Perverting the Young, Microtonally

A couple of summers ago I had the odd idea of writing some simple microtonal pieces for kids, and maybe calling them “Nursery Tunes for Demented Children.” I had forgotten about them (odd how often I forget pieces I’ve written) and ran across them today, found I had completed two. I had been wanting to use some complex scales in a simple context, and maybe also thought that if kids were exposed at a tender age to something other than the 12-pitch scale they might grow up as weird as I am. Here they are:

Down to the End of the Town
Tiger, Tiger, Turning Right

Should I keep going? I have no idea how you’d perform them.

Symphonic Milestone

Today is not only the 197th birthday of Henry David Thoreau, but the milestone 60th birthday of the composer (and my good friend) Robert Carl. His Fourth Symphony is on my web site if you’d like to celebrate. (Be warned, the beginning is very soft.)

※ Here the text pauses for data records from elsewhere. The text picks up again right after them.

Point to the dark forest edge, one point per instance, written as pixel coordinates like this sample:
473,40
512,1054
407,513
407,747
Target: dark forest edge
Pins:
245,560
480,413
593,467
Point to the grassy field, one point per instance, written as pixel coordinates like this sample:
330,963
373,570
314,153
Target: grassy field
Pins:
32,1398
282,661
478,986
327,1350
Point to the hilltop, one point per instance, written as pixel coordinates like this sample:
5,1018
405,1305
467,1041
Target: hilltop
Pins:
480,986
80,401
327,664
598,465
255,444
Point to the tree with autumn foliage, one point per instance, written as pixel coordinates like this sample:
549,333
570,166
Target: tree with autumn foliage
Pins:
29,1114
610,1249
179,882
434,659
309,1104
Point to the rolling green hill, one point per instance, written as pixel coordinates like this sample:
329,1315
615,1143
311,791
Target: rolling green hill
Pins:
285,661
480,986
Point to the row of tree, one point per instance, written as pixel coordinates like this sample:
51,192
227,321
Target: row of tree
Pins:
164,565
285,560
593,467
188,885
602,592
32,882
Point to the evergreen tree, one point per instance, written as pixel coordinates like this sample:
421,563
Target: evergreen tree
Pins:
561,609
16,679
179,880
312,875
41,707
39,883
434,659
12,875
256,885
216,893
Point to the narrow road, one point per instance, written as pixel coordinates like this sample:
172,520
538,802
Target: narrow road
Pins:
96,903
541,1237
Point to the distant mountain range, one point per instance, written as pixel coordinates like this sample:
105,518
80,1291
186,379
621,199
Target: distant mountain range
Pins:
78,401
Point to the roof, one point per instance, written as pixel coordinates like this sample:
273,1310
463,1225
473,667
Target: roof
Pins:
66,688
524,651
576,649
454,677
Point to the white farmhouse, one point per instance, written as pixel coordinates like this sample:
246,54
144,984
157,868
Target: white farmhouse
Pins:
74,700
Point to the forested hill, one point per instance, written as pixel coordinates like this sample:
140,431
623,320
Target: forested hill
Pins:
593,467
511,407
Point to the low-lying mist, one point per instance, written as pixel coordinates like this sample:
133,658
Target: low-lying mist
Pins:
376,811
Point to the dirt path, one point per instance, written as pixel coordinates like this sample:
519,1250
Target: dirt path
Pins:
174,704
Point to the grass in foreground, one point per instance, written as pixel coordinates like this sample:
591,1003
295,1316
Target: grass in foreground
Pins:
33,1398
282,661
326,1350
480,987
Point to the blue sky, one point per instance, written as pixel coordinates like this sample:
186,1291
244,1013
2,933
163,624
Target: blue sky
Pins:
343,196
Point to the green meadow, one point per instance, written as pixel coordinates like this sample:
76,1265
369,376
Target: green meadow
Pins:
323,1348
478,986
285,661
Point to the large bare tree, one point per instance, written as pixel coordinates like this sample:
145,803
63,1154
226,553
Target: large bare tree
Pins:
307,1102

A Smidgen of Feldman, a Dash of Milhaud

New recording, from the other night, of Sang Plato’s Ghost, played by the Ghost Ensemble under the baton of David Bloom. Expert young musicians, they did a fine job. The drums are a little too evident on the recording, imagine them softer. On June 7 I have a performance of The Stream (Admonitions) by the New Music Ensemble of the Australian National University in Canberra. It’s the first time, to my knowledge, that anyone has simply plucked a score off my web site and decided to play it – after seventeen years of posting PDF scores then.

I’ve been engulfed in graduating-senior crises, and my last responsibility as arts division chair is to oversee the division end-of-year party tonight. Tomorrow morning my life will be my own again.